Charisma is the way populist politicians rise to the top. It’s how cult leaders get their followers to drink the metaphorical Kool-Aid, and how Ponzi schemes work. It’s also how leaders inspire people to take bold and righteous action, like Eisenhower’s D-Day speech or Kennedy’s Moonshot speech.
It’s also how relationships form, both at the micro and macro level. Every family is glued together by charisma, and charisma is the key to getting anyone to do anything with you, ever. TL;DR: charisma is incredibly important, and shouldn’t be neglected or trivialized.

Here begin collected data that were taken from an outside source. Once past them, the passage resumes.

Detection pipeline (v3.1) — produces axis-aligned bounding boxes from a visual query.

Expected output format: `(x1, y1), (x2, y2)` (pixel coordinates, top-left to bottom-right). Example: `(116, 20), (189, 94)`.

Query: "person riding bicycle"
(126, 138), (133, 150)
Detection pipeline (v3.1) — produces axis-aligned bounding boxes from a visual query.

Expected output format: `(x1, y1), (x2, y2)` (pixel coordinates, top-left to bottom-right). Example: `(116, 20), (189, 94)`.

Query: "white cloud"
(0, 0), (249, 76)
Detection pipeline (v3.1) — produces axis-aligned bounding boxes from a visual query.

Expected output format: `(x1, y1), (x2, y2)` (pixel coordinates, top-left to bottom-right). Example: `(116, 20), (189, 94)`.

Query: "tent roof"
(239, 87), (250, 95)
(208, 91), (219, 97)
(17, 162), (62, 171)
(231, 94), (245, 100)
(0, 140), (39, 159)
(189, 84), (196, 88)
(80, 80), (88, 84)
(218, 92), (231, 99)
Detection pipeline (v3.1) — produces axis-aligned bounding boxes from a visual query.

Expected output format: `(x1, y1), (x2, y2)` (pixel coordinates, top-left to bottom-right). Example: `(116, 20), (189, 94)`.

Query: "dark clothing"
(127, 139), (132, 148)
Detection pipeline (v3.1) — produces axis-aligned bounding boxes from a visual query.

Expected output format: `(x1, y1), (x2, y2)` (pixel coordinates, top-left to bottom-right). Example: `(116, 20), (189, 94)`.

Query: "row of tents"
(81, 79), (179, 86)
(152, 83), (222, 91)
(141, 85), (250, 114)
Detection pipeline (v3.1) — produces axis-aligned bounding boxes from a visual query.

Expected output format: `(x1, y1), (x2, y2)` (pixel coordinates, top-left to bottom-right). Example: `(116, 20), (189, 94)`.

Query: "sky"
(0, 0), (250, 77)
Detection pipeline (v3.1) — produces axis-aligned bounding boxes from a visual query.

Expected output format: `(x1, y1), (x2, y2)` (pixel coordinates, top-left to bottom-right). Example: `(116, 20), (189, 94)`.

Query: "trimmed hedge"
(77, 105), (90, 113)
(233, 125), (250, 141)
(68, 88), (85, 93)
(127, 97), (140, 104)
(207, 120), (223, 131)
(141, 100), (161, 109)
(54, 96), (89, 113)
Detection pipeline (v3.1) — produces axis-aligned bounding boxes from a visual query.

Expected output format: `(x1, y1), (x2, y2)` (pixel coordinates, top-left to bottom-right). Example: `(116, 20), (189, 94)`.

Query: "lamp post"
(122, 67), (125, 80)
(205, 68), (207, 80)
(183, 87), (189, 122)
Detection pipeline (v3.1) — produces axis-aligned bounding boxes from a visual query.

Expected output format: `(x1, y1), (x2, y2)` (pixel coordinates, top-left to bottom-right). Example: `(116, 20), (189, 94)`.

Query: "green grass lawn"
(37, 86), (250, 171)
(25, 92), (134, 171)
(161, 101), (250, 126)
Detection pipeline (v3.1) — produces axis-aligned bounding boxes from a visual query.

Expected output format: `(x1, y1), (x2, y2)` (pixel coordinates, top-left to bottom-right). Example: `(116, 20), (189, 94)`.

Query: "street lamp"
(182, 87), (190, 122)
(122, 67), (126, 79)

Over the ensuing decades since I played D&D regularly, I’ve continued to use the attribute-driven framework to try to improve myself, although I’m a great deal less rigid with categorizations and such.
If you want to spend some time “improving yourself”, you’re probably thinking along similar lines, whether it’s becoming stronger, faster, smarter, or wiser, so it’s not a bad framework at its core.
Did you play D&D when you were a kid? If so, which edition was it? We played 1st edition AD&D, and we were disappointed with the 2nd edition, which is now a classic. If you didn’t play D&D, were there other games that gave you a similar idea or framework?
Are you going to turn this into a health regimen and sell it?
Didn't play it back then, but two of my sons have roped me into a spinoff (Call of Cthulhu) that I'm kind of enjoying, now that I'm in my dotage.